Published in the Journal of Child Neurology, the first of these articles examines a wide variety of concurrent medical and psychiatric conditions in a group of children with autism spectrum disorders. Amongst these are gastrointestinal disorders, food intolerance, immune dysregulation, sleep disorders, seizures, depression, and aggressive/self-injurious behaviors. More than half of the participating children exhibited sleep disorders and food intolerance at some point in their lives.

Many of these children had more than one co-occurring condition - gastrointestinal issues in addition to sleep dysfunction, for example. The study investigates the possibility of existing common pathophysiologic causes which result in "subgroups" of autism spectrum disorders which share clusters of symptoms. Indeed, an association was found between sleep disorders, gastrointestinal dysfunction, and mood disorder. Similarly, an association between food intolerance and gastrointestinal dysfunction was found. The existence of a mood disorder was found to be associated with the development of aggressive or self-injurious behaviors. These associations suggest that one concurrent condition may be responsible for the other, or that they potentially stem from the same root cause. Recognition of these clusters of conditions may advance a specific therapeutic strategy, as treatment aimed at a primary cause of multiple conditions would be more effective than applying symptomatic control to those that crop up.

With the incidence of autism spectrum disorders increasing over the last 10 years, referrals to clinical geneticists to find an underlying cause is also experiencing a tremendous upswing. The second article, published in the journal Genetics in Medicine, prescribes a template for a tiered evaluation approach for these clinicians to utilize when evaluating an individual with autism. Due to the recent explosion of genetic findings in autism, there are now many known genetic factors which lead to autism-like syndromes. With this in mind, and with the ever growing knowledge of genetic evaluation techniques, the authors are assisting the clinical community by proposing a consistent approach to clinical examination to increase the yield of etiologic genetic testing.
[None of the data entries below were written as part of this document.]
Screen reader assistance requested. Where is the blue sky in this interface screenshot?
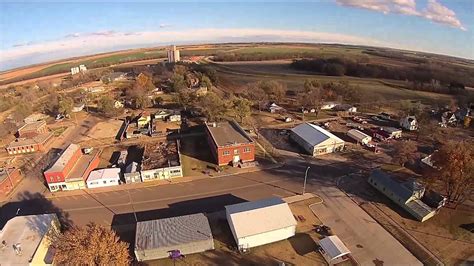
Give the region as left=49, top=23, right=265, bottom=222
left=0, top=0, right=474, bottom=70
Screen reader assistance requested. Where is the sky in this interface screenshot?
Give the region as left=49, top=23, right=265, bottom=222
left=0, top=0, right=474, bottom=70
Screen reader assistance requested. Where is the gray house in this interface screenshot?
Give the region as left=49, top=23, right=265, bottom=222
left=368, top=169, right=446, bottom=222
left=135, top=213, right=214, bottom=261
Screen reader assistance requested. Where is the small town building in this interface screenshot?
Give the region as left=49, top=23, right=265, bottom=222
left=6, top=133, right=53, bottom=155
left=206, top=121, right=255, bottom=166
left=290, top=123, right=345, bottom=156
left=0, top=167, right=23, bottom=196
left=140, top=140, right=183, bottom=182
left=23, top=113, right=49, bottom=124
left=134, top=213, right=214, bottom=261
left=44, top=144, right=100, bottom=192
left=347, top=129, right=372, bottom=144
left=0, top=213, right=60, bottom=266
left=225, top=197, right=296, bottom=250
left=16, top=121, right=48, bottom=138
left=86, top=168, right=120, bottom=188
left=400, top=115, right=418, bottom=131
left=123, top=162, right=142, bottom=184
left=319, top=236, right=357, bottom=265
left=368, top=169, right=446, bottom=222
left=321, top=102, right=338, bottom=110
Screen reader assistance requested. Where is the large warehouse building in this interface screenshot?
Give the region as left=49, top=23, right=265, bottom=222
left=225, top=197, right=296, bottom=250
left=135, top=213, right=214, bottom=261
left=290, top=123, right=344, bottom=156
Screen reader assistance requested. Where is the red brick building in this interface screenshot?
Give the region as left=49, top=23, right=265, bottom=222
left=206, top=121, right=255, bottom=166
left=0, top=168, right=23, bottom=197
left=16, top=121, right=48, bottom=138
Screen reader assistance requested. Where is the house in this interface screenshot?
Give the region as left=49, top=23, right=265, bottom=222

It is estimated that currently, of those who undergo thorough evaluation, only 15% have an underlying cause identified. As this testing becomes more and more commonplace, the tiered approach outlined in this paper, which would evaluate known genetic conditions as well as various metabolic and brain structural factors, might increase this yield to around 40%. The cost and time required (in excess of six months, in some cases) to complete an exhaustive evaluation are factors to consider. However, accurately pinpointing a cause would help to alleviate parental anxiety, shine light on any associated medical conditions and/or environmental interplay, as well as provide a starting point for family and care providers in applying appropriately tailored treatment.
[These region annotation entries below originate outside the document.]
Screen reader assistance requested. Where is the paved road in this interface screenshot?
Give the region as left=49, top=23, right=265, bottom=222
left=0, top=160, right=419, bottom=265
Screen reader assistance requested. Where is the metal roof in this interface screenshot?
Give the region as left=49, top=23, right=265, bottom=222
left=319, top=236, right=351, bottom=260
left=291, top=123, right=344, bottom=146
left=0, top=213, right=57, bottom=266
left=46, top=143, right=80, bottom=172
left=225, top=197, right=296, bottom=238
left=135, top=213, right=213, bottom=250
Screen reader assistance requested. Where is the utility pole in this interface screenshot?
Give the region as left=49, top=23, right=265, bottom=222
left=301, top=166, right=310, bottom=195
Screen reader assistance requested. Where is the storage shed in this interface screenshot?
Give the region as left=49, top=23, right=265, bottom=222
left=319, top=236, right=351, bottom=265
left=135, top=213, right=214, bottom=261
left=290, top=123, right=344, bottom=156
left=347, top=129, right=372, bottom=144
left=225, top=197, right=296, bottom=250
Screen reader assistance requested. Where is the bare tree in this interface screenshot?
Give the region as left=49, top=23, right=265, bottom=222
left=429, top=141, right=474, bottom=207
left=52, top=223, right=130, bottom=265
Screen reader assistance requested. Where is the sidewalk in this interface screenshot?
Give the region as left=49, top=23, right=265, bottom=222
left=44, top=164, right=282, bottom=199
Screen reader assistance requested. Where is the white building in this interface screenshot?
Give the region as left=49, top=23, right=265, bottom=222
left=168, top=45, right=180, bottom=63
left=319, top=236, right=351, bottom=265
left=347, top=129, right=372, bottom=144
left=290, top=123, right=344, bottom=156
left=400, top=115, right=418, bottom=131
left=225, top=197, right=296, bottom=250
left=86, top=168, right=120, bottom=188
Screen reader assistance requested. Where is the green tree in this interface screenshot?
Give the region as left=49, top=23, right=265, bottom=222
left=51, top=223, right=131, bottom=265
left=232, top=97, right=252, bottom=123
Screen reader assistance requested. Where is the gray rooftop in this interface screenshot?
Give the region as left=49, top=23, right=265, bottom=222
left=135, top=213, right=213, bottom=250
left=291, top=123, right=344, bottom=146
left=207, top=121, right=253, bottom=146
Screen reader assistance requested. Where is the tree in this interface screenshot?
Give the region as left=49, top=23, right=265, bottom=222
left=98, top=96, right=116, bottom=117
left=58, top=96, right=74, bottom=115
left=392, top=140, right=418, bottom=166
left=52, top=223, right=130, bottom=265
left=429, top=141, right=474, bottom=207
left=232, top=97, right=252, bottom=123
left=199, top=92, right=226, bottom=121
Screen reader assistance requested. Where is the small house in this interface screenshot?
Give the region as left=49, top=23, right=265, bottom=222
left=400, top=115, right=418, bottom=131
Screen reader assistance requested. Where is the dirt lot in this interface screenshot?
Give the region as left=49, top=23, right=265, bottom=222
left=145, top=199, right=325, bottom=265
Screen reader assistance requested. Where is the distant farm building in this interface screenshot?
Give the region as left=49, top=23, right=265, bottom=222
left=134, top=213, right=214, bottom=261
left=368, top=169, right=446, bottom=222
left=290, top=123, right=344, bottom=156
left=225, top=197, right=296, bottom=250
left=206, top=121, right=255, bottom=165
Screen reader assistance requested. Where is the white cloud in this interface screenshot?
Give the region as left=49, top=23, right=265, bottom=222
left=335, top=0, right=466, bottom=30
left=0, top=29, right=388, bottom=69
Together, these studies highlight the importance of considering heterogeneity for biologic research but also for diagnosis and treatment and the value of a multidisciplinary approach. Autism Speaks has developed initiatives and programs promoting and supporting research in these areas. The Autism Treatment Network, a collaboration of 15 medical centers, is focusing on ways to improve comprehensive care for children with autism by developing consensus standards for medical care. The network has developed a patient registry and ATN subspecialty "think tanks" to address co-morbid conditions and how they affect behaviors. Autism Speaks provides the resources to facilitate genetic research through its Autism Genetic Resource Exchange. Autism Speaks has also recently launched a Diagnostic Initiative that will use multidisciplinary approaches to diagnostic research.